There are also unrhymed end words in each of the
stanzas: thought/child/night,came,sepulchre/chilling/soul/dreams,eyes. Why did Edgar Allan Poe leave
these lines floating, without a rhyming partner or repeated rhyme? Poetically, they perhaps represent the
idea of loss, of being alone in all that familiarity. They are outside of the phonic framework.
And note that the shorter lines in the poem all end in the vowel rhyme e: me/sea/Lee/we.

The Meter in Annabel Lee


Annabel Lee has a mix of rhythm within its lines, which makes it a fascinating read. In some stanzas the
steady soft-soft-strong anapest and regular iambs dominate, in others the stumbling, jolting dactyl and
amphibrachs come through. Keep an eye out for the odd trochee. Tetrameter and trimeter carry the bulk of
the feet.
Stanza 1
Let's explore the meter (metre in UK) or scan a few of the lines. The whole of the first stanza:
 It was ma / ny and ma / ny a year / ago,
The first line sets the rhythm for the whole poem. There are three anapests and an iamb, making a total of
four feet with a rhythm of da-da-DUM da-da-DUM da-da-DUM da-DUM. The line therefore scans as an
anapestic tetrameter.
Poe used the anapest a lot in this poem to give it a trip-off-the-tongue feel.
 In a king / dom by / the sea,
Again, an anapest opens and is followed by two iambic feet.
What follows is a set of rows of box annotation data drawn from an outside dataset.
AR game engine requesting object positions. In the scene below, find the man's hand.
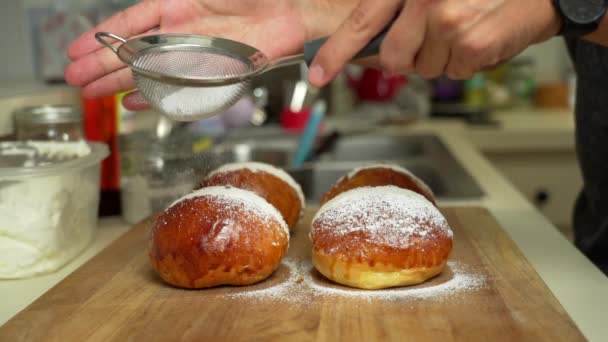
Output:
[65,0,355,108]
[309,0,560,86]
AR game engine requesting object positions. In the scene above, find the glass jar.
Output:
[119,131,217,223]
[13,105,84,141]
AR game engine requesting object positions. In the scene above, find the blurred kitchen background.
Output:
[0,0,581,240]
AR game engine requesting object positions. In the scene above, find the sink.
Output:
[322,135,428,161]
[210,134,483,202]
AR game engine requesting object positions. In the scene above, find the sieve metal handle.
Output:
[304,25,391,66]
[95,32,127,54]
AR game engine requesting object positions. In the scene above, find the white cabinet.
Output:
[484,150,582,234]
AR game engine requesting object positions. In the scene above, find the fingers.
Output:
[68,0,163,60]
[122,91,150,110]
[414,7,453,79]
[82,68,135,98]
[65,47,125,87]
[380,1,430,73]
[309,0,402,87]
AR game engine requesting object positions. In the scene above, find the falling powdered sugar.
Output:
[225,258,486,304]
[207,162,306,208]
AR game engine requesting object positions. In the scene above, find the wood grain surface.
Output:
[0,207,584,341]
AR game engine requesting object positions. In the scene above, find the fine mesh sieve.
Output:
[95,32,384,121]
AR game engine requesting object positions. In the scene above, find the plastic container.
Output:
[0,141,108,279]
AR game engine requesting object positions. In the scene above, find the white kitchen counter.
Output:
[0,118,608,341]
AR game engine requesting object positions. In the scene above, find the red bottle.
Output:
[82,96,120,216]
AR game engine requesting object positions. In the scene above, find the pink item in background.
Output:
[346,68,407,102]
[280,108,310,133]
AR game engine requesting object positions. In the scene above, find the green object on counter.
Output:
[464,73,488,107]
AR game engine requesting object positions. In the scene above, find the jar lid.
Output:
[14,105,82,124]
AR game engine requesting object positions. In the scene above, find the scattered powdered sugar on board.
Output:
[225,258,486,304]
[311,186,453,253]
[304,261,485,301]
[225,258,310,303]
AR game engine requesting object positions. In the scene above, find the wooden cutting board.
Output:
[0,207,584,341]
This line scans iambic trimeter.
 That a mai / den there lived / whom you / may know
So, two anapestic feet followed by two iambic, a split line.
 By the name / of Anna / bel Lee;
And an anapest, an amphibrach, with one iamb.
 And this mai / den she lived / with no / other thought
Three anapests, the last one separated by an iamb.
 Than to love / and be loved / by me.
Two anapests and an iamb to finish off the first stanza.
Stanza 4
 The an / gels, not half / so happy / in heaven,
An iamb, an anapest and two amphibrachs make this line particularly unusual. This is a real up and down
rhythm, reflecting the sense of the line.
 Went en / vying her / and me:
Two iambs sandwich an anapest.
 Yes! that / was the rea / son (as all / men know,
A dactyl (DUM-DUM) opens this line, bringing emphasis and energy. Two anapests restore the rhythm,
before an iamb steadies and calms.
 In this king / dom by / the sea)
An anapest starts, but the line is iambic trimeter overall.
 That the wind / came out / of the cloud / by night,
Anapest, iamb, anapest, iamb. Tetrameter.
 Chilling / and kill / ing my An / nabel Lee.
An opening trochee pulls no punches before the iambs and anapests bring familiar stability.
Stanza 5
 But our love / it was stron / ger by far / than the love
Anapestic tetrameter.
 Of those / who were old / er than we -
 Of many / far wiser / than we -
Two amphibrachs and an iamb, a slight alteration of the rhythm which continues into:
 And neither / the angels / in Heaven / above
Amphibrachs rule until the iamb rounds the line off.
 Nor the dem / ons down un / der the sea,
It is all anapestic, in trimeter.
 Can ev / er dissev / er my soul / from the soul
An iamb followed by three anapests.
 Of the beau / tiful An / nabel Lee.
Ending with three anapests.
Stanza 6
And now the final stanza:
 For the moon / never beams, / without bring / ing me dreams
This is full anapestic tetrameter, creating a floating lilt some have noted is like a buoy on a soft swell, or
waves folding and forming. The rest of the stanza is in anapest, tetrameter and trimeter.